In order to maximize its investment in Goldengate WNA would like to replicate from the database server to the DR solution and the TEST server. (A ‘one to many’ scenario) By keeping the Test database up to date we will be able to respond more quickly to user’s problem. We will be able to replicate their issues using the actual data that caused the problem. We will be able to load and test patches using the same data involved in the original issue. Therefore in such a scenario the replication between the source and target Test server would be broken. The data in the Test server would change as testing and new patches are loaded. Once complete it should be possible to restart the replication from the point that the original replication between the servers was broken.  

Hardware /Software Infrastructure to support the DR Replication

Item

    • 2 Servers $22,800
    • Vmware software $3,500
    • Vmware installation and support (Jump Start) $9,000
    • Double-Take software $18,000
    • Double-Take installation and support $7,000
    • Symantec Backup Exec for Vmware $1,100
    • Labor (Estimate for CDW) $32,200
    • Sub-total $93,600
  • Other Vendors pricing
    • Golden Gate Software $93,100
    • Golden Gate installation $9,000
    • Microsoft software (1 Std Server) $700
    • Red Hat Software $1,300
    • Sub-total $104,100
    • Total $197,700

The table above reflects the total cost of the DR Replication solution

  • 2 Servers – One Oracle/Linux database server. One Virtual server which will have all the others services loaded on it.
  • VMware – The software that is loaded on the server to make it operate as a virtual software
  • VMware installation and support – The cost to install the software plus support of VM in year one. (Estimate)
  • Doubletake Software – Software that replicate all other IFS services except the Oracle database
  • Doubletake Installation – Support and installation costs year one
  • Symantec back up – Software to back up VMware servers
  • Labor – Consultancy projects costs associated with delivering the overall solution.
  • Goldengate – Software that replicated Oracle databases.
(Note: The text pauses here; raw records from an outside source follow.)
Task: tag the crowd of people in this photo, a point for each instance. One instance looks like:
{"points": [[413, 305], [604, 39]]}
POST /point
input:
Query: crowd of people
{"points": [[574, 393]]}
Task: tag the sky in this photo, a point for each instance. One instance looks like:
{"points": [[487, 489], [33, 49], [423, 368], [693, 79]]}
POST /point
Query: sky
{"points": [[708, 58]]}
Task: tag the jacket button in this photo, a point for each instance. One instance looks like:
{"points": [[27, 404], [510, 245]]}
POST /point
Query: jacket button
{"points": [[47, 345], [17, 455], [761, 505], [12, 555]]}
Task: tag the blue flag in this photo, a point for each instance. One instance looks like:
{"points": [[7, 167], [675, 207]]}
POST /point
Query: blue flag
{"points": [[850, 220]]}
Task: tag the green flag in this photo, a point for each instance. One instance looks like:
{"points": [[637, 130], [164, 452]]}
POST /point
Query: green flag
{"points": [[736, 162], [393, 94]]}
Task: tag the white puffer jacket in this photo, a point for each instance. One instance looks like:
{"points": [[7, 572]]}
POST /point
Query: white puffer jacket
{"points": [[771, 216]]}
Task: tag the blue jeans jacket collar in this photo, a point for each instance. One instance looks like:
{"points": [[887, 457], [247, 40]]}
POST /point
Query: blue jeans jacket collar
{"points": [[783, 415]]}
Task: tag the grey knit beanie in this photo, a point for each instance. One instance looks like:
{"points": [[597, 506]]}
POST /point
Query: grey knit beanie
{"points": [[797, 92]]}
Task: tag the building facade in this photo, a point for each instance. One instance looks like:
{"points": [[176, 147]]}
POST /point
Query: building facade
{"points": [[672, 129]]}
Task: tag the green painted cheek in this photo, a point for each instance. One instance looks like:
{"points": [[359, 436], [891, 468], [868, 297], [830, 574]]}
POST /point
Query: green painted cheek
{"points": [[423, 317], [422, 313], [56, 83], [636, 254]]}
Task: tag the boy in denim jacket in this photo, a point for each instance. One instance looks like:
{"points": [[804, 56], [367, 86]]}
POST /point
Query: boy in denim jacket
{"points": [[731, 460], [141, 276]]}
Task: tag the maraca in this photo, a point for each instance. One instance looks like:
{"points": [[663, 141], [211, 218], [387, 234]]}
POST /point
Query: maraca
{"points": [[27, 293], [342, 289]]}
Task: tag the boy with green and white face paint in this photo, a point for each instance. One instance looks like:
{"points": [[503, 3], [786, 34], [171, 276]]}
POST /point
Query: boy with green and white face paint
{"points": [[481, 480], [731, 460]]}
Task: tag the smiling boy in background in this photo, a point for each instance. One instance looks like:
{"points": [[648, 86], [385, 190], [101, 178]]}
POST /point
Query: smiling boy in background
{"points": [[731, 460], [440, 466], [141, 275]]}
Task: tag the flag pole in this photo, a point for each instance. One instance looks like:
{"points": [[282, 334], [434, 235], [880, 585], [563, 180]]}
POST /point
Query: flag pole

Includes Year one support costs of $17,000
  • Goldengate installation - Costs to install and test Goldengate (Estimate)
  • Microsoft Software – Operating software loaded on Virtual server
  • Red Hat – Operating software for Linux Database server

Implementation Steps & Project Implementation Timeline

Below is a list of DR Technical Installation Steps. This is a high level overview of the proposed solutions.

1. Selected vendor will help us setup the initial VMware vSphere 4 ESX hardware and software. (VMWare jump start?).

2. Double-Take will help us set up the Physical (Production) to Virtual (DR) replication of the Windows servers. The virtual servers start out as basic Windows 2003 Std servers with nothing installed. The Double-take software then has a client on each production server (small footprint) that send changes (Service packs and hotfixes included). The virtual servers will remain offline and a Double-take management server (also virtual) will collect updated changes from the production servers. It takes approximately 30 minutes for the virtual servers to boot up with all the changes applied. These servers will then take over the hostname and responsibilities of the production servers. This Double-take feature is called VRA (Virtual Recovery Assistant). When it is time to shift back to the production servers we will use feature called FSFO (Full Server Fail Over). We rename the production servers, and enable FSFO to acquire any changes made in the virtual servers while they were online. Once the production servers are up to date, we reboot them and they reassume their original names and responsibilities.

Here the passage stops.